Gestern Abend fesselte er im Rahmen der Veranstaltung „Forum DIGITAL“ der JOANNEUM RESEARCH in der Leonhardstraße 59 mehr als 50 Interessierte mit seinem Vortrag „Auditive Markenführung – gestern, heute, morgen“. Dabei erklärte das ehemalige Mitglied der Punkband „Fehlfarben“, wie er es geschafft hat, ein Markenverständnis für die Ohren zu schaffen: „Die Basis bei der Entwicklung von Sounds für Marken ist eine konzeptionelle Herangehensweise. ,Sound Branding‘ funktioniert wie Corporate Design für die Ohren.“ Dabei gelte es, eine Vielzahl von Faktoren zu beachten; zum Beispiel die Stimme. Für VW hat Westermanns Firma WESOUND eine Tonlage kreiert, die weltweit zum Einsatz kommt. Der Sound des brüllenden Löwen der Filmfirma MGM ist immer gekoppelt mit der Kopfbewegung des Tieres. „Das hat sich MGM sogar schützen lassen. Denn Sound ist unwichtig, wenn er alleine steht – er funktioniert nur im Kontext“, so Westermann. Daneben funktionieren Soundeffekte, Leitmotive, die Klangfarbe und Atmosphäre als wichtige emotionale Botschafter. So wie bei der aufsteigenden Vier-Tonfolge, die Westermann für die deutsche Lufthansa kreiert hat. „Ziel war es, ein musikalisches Motiv zu entwickeln, dass eine Assoziation zum Fliegen schafft und vielseitig einsetzbar ist.

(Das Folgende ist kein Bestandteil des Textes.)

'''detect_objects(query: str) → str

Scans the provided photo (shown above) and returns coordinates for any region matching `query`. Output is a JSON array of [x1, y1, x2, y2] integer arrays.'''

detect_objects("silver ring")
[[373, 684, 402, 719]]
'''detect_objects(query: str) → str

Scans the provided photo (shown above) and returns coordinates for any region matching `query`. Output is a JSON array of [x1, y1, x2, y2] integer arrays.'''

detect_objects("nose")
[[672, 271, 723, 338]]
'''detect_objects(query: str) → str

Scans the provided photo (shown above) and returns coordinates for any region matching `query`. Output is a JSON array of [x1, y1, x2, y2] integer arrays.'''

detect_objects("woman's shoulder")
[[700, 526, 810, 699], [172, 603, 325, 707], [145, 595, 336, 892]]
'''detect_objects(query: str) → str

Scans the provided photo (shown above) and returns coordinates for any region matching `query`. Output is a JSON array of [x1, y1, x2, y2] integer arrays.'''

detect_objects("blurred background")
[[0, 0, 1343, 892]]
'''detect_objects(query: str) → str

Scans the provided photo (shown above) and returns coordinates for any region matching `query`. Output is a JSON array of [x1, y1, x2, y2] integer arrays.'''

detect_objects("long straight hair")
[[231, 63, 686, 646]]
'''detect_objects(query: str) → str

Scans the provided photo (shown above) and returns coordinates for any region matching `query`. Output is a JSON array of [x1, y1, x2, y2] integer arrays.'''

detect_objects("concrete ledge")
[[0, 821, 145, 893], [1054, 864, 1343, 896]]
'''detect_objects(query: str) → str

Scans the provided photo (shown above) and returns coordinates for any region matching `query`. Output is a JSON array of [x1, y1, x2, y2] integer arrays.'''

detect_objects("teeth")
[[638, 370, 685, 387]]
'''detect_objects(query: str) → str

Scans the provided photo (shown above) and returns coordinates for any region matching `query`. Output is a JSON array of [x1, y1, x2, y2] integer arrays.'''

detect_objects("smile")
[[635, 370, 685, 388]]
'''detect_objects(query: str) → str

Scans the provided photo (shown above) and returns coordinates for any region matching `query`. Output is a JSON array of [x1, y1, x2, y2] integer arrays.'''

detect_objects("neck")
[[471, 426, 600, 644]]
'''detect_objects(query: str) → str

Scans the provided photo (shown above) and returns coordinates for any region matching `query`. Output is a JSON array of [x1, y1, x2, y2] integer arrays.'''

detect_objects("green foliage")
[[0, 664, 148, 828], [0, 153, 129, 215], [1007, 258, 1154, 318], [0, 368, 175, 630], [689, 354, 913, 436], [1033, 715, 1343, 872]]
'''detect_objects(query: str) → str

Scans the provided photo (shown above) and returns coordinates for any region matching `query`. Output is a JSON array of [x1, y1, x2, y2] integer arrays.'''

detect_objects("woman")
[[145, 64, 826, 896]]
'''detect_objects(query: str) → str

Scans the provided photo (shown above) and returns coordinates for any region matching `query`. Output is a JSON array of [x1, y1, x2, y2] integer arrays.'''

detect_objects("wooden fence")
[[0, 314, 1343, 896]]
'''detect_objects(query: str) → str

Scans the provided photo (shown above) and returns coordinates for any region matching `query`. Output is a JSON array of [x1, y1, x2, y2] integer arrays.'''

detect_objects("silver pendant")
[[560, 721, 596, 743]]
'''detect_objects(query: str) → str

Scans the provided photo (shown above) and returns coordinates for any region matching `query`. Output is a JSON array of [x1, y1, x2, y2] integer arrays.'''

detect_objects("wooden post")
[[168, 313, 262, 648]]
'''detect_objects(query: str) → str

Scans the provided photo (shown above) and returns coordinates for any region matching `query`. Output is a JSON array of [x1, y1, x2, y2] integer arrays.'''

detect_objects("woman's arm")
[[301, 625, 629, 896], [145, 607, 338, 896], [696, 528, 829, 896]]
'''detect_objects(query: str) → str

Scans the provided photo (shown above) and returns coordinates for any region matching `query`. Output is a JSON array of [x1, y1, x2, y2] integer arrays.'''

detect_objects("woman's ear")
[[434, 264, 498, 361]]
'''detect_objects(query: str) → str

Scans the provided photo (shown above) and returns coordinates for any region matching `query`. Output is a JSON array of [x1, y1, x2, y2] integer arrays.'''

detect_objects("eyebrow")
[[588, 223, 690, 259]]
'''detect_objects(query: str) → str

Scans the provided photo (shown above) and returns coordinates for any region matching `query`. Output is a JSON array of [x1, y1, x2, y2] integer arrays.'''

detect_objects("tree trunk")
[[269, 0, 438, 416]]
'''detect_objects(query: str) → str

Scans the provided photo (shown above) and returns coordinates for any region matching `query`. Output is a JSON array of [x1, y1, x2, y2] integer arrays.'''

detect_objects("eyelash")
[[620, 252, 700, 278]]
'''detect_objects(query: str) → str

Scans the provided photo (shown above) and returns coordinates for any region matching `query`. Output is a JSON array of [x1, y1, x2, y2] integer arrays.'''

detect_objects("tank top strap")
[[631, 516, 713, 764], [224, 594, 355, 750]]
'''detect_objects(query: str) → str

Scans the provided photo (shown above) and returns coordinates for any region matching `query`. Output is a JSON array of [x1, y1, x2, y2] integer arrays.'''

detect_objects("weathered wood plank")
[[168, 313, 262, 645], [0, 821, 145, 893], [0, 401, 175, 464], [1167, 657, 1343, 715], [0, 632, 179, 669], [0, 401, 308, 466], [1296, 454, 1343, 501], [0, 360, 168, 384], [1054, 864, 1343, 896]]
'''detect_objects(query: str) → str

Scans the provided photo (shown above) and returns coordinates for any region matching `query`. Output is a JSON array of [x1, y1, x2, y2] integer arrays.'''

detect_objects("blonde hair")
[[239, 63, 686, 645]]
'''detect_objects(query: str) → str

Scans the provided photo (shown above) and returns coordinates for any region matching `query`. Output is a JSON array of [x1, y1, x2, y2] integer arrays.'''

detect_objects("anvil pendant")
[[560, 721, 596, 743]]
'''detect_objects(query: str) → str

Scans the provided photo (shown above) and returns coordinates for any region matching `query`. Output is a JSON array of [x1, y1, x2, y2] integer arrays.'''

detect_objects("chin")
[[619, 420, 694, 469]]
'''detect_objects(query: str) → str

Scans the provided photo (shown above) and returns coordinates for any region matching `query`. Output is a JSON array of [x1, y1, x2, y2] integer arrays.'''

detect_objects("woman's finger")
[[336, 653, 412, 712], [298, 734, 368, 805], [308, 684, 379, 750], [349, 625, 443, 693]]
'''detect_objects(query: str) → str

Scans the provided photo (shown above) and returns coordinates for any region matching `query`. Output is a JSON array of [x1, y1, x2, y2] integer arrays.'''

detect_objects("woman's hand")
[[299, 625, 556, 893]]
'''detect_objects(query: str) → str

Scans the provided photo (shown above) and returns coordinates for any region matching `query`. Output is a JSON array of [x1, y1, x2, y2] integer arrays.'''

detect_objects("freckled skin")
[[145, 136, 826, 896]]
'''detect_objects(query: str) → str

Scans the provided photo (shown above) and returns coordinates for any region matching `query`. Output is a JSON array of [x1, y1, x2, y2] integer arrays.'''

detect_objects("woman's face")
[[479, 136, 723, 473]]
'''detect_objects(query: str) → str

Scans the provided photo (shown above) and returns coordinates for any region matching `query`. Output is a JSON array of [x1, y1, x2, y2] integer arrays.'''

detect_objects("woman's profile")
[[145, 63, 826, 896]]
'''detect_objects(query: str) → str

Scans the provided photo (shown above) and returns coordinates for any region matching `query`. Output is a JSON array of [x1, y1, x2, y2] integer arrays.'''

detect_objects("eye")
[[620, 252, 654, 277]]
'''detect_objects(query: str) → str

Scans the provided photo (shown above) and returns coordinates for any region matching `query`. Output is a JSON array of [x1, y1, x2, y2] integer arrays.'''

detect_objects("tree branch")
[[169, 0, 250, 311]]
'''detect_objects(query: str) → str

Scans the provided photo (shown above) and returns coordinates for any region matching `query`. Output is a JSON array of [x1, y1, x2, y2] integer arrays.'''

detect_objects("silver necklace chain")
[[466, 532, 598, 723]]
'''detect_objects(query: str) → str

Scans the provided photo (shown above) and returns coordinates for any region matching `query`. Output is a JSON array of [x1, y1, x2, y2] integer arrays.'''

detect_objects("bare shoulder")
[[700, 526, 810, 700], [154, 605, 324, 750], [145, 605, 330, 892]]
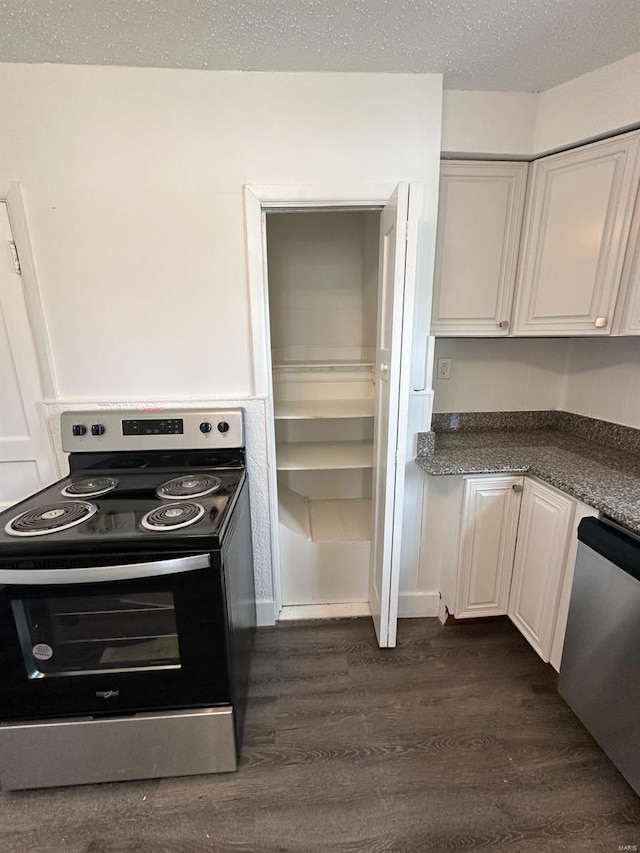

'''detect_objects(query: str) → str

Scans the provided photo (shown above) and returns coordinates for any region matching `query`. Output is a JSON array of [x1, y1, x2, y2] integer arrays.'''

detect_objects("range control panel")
[[60, 409, 244, 453]]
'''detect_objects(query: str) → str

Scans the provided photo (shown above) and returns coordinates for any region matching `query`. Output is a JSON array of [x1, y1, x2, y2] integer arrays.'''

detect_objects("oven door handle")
[[0, 554, 211, 586]]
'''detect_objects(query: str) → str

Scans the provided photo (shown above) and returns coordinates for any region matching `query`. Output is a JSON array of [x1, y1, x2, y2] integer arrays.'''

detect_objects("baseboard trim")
[[278, 601, 371, 622], [256, 599, 276, 628], [276, 592, 440, 624], [398, 592, 440, 619]]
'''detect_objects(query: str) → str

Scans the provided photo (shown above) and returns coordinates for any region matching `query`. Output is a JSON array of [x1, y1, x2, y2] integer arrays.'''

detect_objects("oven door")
[[0, 553, 230, 721]]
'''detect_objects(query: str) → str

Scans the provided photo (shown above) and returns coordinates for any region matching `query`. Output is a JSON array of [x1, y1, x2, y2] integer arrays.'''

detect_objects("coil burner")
[[60, 477, 118, 498], [156, 474, 220, 501], [4, 501, 98, 536], [140, 503, 204, 532]]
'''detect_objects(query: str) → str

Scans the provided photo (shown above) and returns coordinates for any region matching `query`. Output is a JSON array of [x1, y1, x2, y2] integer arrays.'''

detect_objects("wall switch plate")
[[436, 358, 451, 379]]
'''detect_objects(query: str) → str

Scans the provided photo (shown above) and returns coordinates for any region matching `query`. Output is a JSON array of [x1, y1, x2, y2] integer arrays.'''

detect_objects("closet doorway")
[[246, 184, 423, 646]]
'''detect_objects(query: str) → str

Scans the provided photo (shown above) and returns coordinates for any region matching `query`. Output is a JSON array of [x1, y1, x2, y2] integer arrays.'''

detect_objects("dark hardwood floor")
[[0, 619, 640, 853]]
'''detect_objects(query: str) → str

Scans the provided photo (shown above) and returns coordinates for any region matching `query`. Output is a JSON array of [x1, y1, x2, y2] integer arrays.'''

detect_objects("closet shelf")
[[276, 441, 373, 471], [272, 358, 374, 372], [274, 397, 374, 420]]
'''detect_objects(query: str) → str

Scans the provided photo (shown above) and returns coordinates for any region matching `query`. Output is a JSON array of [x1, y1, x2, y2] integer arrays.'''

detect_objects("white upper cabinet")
[[431, 161, 528, 336], [514, 132, 640, 335], [613, 183, 640, 335]]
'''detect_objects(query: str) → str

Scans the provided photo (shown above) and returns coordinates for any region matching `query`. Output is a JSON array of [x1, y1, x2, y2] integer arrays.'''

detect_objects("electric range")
[[0, 410, 256, 789]]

So wird es im Rahmen von Messen, bei Durchsagen, in Telefonwarteschleifen, bei Apps, im Inflight-Entertainment, aber auch in der klassischen Kommunikation über Radio oder TV verwendet – und das rund um den Globus“, erklärt Westermann.

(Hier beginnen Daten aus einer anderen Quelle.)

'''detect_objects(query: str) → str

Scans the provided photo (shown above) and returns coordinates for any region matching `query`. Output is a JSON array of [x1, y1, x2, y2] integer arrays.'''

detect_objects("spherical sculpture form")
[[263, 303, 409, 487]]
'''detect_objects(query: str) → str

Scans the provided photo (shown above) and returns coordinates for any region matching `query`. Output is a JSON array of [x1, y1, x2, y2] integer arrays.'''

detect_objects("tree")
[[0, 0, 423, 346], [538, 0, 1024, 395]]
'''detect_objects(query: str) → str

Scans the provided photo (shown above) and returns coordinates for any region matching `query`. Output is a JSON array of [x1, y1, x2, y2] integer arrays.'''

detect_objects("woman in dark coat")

Zugleich wurde gestern der neue Masterstudiengang „Sound Design“ vorgestellt, den die FH Joanneum und die Universität für Musik und darstellende Kunst Graz (KUG) ab Herbst anbieten. Die „Gründungsväter“ des Studiengangs Dr. Josef Gründler (FH Joanneum) sowie Univ.-Prof. Mag. DI Dr. Robert Höldrich und DI Dr. Alois Sontacchi (beide KUG) sind sich sicher, dass man mit den Creative Industries Styria (CIS) einen starken Partner vor Ort habe, um die Absolventinnen und Absolventen gut auf dem Arbeitsmarkt platzieren zu können. Als Grundlage für die Entwicklung des Studiengangs sehen sie die gute Zusammenarbeit der steirischen Hochschulen und Forschungseinrichtungen an.

Auch die JOANNEUM RESEARCH leistet dazu ihren Beitrag. Nicht nur als Organisatorin der Fachveranstaltung, sondern auch mit zahlreichen Initiativen, wie DI Dr. Heinz Mayer, Leiter von DIGITAL – Institut für Informations- und Kommunikationstechnologie der JOANNEUM RESEARCH, eingangs betonte. „Wir haben bei DIGITAL einen Schwerpunkt auf Sensorik gelegt, 2013 wurde die Forschungsgruppe ,Intelligente Akustische Lösungen‘ gegründet. Auch beim Forum Alpbach im August werden wir mit dem Arbeitskreis ,Akustik-Innovationen: Trends in Industrie und Alltag‘ unser Engagement in diese Richtung zeigen. Darüber hinaus verfügt die JOANNEUM RESEARCH über das österreichweit am besten ausgestattete Hörlabor.“ DI Dr. Franz Graf, Leiter der Forschungsgruppe „Intelligente Akustische Lösungen“ erklärte, wie man bei JOANNEUM RESEARCH versucht, effiziente Algorithmen zu finden, um Jingles im Rahmen von Medienscans automatisch zu erkennen.